Medical–Surgical Nursing

  • Incidence of deep vein thrombosis is 45–70%; of these, 20% develop pulmonary emboli.
  • Readjust antiembolic stockings at least every 4–8 hours.
  • Change position frequently by raising and lowering head of bed. When ordered, tilt bed to change positions.
  • Promote leg exercises—flexing feet and ankles.
  • Administer anticoagulants as ordered.

F. Prevent infections—can be fatal in elderly.

  • Monitor prophylactic antibiotics.
  • Remove suction device as soon as possible to prevent infection.
  • Keep dressing clean and dry.

G. Continuous passive motion (CPM) first day postop with increasing degrees of flexion to 90 degrees.
H. Ambulate client carefully at bedside—first or second postoperative day.

  • Do not allow client to bear weight on affected hip.
  • Up with walker second postoperative day.
  • Avoid positions with greater than 90 degrees flexion such as sitting straight up in a chair.
  • Use commode extenders.
  • Use wheelchair with adjustable back.
  • Use high stools.

I. Start physical therapy as ordered.
J. Observe for neurovascular problems in affected leg.

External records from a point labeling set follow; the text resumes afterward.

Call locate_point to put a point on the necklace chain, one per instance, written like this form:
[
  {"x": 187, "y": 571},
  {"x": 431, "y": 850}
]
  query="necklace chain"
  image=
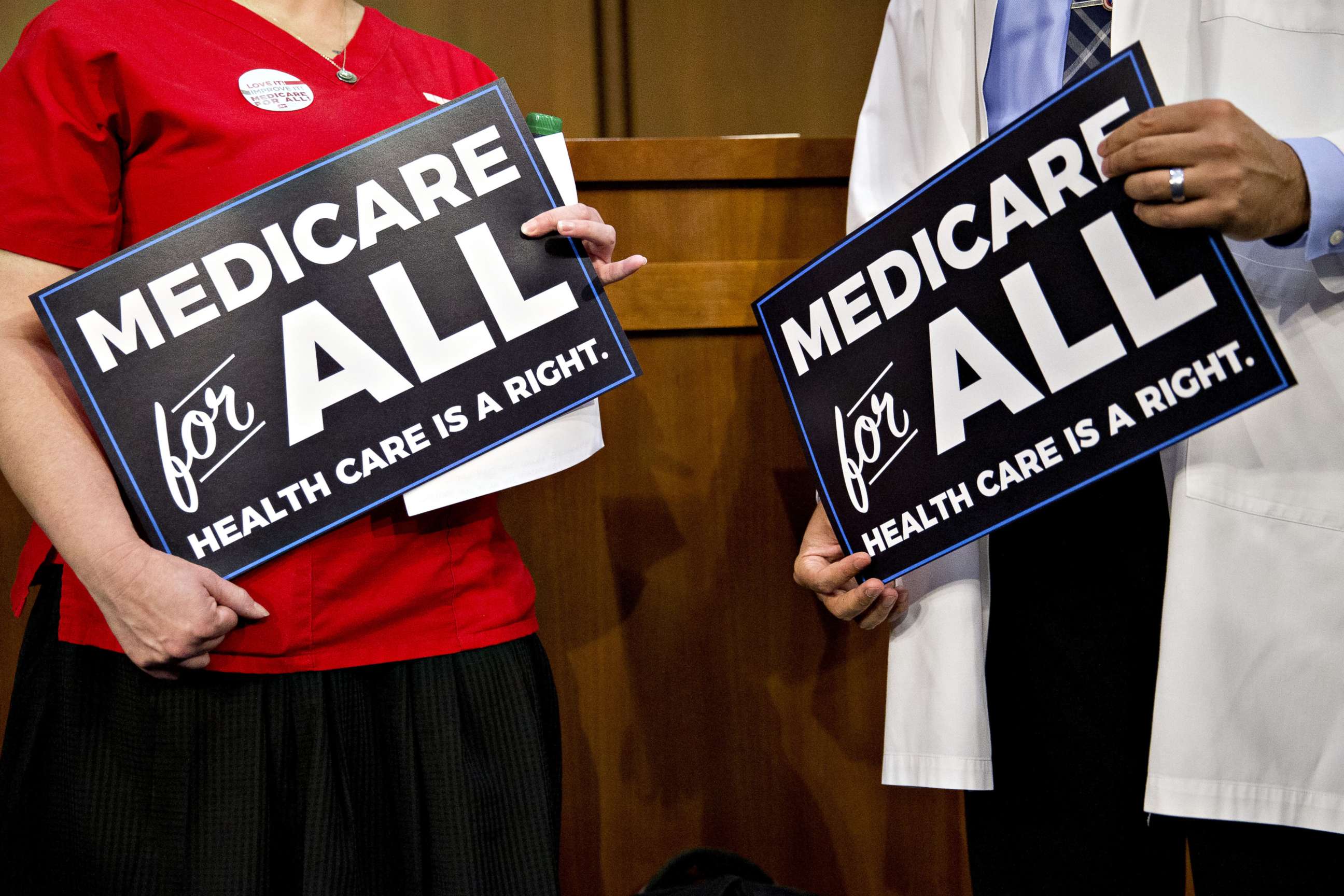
[{"x": 343, "y": 72}]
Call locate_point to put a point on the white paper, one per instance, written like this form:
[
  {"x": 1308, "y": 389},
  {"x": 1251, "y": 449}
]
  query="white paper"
[{"x": 550, "y": 447}]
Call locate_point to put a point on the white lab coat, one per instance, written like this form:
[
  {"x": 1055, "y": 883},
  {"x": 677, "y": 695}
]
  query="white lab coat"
[{"x": 1249, "y": 712}]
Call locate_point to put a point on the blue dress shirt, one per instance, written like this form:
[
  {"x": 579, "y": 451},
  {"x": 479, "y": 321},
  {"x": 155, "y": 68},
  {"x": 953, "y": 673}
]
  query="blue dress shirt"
[{"x": 1027, "y": 65}]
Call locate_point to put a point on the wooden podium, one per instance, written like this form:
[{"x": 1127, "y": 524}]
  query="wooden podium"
[{"x": 707, "y": 701}]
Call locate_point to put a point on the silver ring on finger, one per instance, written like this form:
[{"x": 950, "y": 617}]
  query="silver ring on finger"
[{"x": 1177, "y": 180}]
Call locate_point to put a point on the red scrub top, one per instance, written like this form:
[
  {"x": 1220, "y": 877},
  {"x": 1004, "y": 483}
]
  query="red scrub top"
[{"x": 125, "y": 117}]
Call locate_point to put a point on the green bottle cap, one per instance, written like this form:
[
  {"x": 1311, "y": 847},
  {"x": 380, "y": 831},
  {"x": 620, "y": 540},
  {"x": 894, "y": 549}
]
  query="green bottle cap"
[{"x": 541, "y": 124}]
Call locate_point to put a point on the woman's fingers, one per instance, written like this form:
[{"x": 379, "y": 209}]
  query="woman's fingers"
[
  {"x": 613, "y": 272},
  {"x": 598, "y": 238},
  {"x": 546, "y": 222}
]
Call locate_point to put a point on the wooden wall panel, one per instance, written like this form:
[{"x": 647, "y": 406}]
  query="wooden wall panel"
[
  {"x": 750, "y": 66},
  {"x": 546, "y": 50},
  {"x": 706, "y": 699}
]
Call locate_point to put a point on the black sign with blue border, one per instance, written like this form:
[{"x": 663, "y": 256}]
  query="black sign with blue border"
[
  {"x": 1007, "y": 333},
  {"x": 293, "y": 358}
]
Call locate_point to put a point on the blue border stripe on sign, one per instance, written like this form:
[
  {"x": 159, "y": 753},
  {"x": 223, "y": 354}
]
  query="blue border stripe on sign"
[
  {"x": 825, "y": 494},
  {"x": 261, "y": 191}
]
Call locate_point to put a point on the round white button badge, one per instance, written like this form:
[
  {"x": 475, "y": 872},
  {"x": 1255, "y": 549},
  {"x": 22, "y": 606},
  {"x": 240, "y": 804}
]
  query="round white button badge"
[{"x": 275, "y": 90}]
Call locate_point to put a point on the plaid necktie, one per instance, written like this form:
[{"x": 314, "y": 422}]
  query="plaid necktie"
[{"x": 1089, "y": 38}]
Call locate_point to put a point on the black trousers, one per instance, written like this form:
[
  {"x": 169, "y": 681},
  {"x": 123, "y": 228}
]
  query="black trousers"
[
  {"x": 436, "y": 777},
  {"x": 1070, "y": 671}
]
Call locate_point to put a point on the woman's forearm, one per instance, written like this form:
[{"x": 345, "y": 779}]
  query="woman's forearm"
[{"x": 48, "y": 453}]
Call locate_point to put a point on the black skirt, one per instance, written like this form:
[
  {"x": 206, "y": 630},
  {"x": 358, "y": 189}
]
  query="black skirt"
[{"x": 439, "y": 776}]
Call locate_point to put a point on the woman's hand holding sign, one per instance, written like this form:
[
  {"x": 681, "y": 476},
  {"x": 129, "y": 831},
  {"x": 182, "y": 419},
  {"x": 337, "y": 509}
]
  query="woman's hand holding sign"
[
  {"x": 167, "y": 613},
  {"x": 585, "y": 223},
  {"x": 1237, "y": 178},
  {"x": 823, "y": 569}
]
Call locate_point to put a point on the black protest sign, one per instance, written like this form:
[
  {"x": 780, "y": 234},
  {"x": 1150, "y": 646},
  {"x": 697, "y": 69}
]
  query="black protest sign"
[
  {"x": 285, "y": 362},
  {"x": 1007, "y": 333}
]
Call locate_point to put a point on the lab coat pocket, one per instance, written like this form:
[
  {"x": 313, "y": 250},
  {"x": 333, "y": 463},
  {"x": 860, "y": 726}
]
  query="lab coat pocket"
[
  {"x": 1284, "y": 458},
  {"x": 1293, "y": 44},
  {"x": 1319, "y": 17}
]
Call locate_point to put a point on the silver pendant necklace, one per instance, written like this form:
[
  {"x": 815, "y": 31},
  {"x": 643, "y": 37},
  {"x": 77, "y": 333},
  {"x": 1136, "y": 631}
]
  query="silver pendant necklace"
[{"x": 343, "y": 73}]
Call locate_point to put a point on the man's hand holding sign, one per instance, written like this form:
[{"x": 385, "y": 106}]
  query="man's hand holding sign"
[
  {"x": 258, "y": 375},
  {"x": 1027, "y": 330}
]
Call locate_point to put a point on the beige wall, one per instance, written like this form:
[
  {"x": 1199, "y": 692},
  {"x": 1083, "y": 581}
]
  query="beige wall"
[{"x": 652, "y": 67}]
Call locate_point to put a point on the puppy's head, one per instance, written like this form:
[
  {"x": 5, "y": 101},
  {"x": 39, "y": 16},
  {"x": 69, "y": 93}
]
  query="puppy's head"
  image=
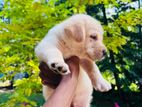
[
  {"x": 89, "y": 32},
  {"x": 95, "y": 49}
]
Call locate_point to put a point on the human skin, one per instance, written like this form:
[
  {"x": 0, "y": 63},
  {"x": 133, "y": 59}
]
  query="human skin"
[{"x": 64, "y": 93}]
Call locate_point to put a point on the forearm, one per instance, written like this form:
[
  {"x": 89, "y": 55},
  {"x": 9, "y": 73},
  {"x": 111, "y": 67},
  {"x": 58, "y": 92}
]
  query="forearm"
[{"x": 63, "y": 100}]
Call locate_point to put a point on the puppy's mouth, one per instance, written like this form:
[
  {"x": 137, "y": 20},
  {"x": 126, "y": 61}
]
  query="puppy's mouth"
[{"x": 95, "y": 57}]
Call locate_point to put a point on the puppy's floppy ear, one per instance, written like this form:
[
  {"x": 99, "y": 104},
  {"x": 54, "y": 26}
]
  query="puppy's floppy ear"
[{"x": 76, "y": 31}]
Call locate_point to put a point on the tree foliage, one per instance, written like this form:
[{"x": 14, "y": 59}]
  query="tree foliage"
[{"x": 23, "y": 23}]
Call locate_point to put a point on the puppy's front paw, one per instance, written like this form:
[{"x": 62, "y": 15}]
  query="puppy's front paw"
[
  {"x": 101, "y": 85},
  {"x": 59, "y": 67}
]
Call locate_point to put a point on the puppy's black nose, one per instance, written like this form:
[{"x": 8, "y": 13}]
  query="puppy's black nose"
[{"x": 104, "y": 52}]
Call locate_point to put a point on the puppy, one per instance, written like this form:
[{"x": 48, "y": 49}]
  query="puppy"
[{"x": 81, "y": 36}]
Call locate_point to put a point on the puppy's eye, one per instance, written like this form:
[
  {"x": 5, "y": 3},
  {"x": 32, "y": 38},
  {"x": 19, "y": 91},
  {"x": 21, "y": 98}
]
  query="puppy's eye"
[{"x": 94, "y": 36}]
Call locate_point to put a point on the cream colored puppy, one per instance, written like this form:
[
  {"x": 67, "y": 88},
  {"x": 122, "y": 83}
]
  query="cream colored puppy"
[{"x": 82, "y": 36}]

  • Capillary refill response in toes; pedal pulses in feet.
  • Color and temperature in leg and toes.
  • Edema in leg.
  • Pain on passive flexion of foot.
  • Numbness—inability to move leg.
  • Report any signs of dislocation. Note knee flexion, leg appearing longer or shorter than the unaffected limb, turning inward or outward, feeling head of femur in hip area.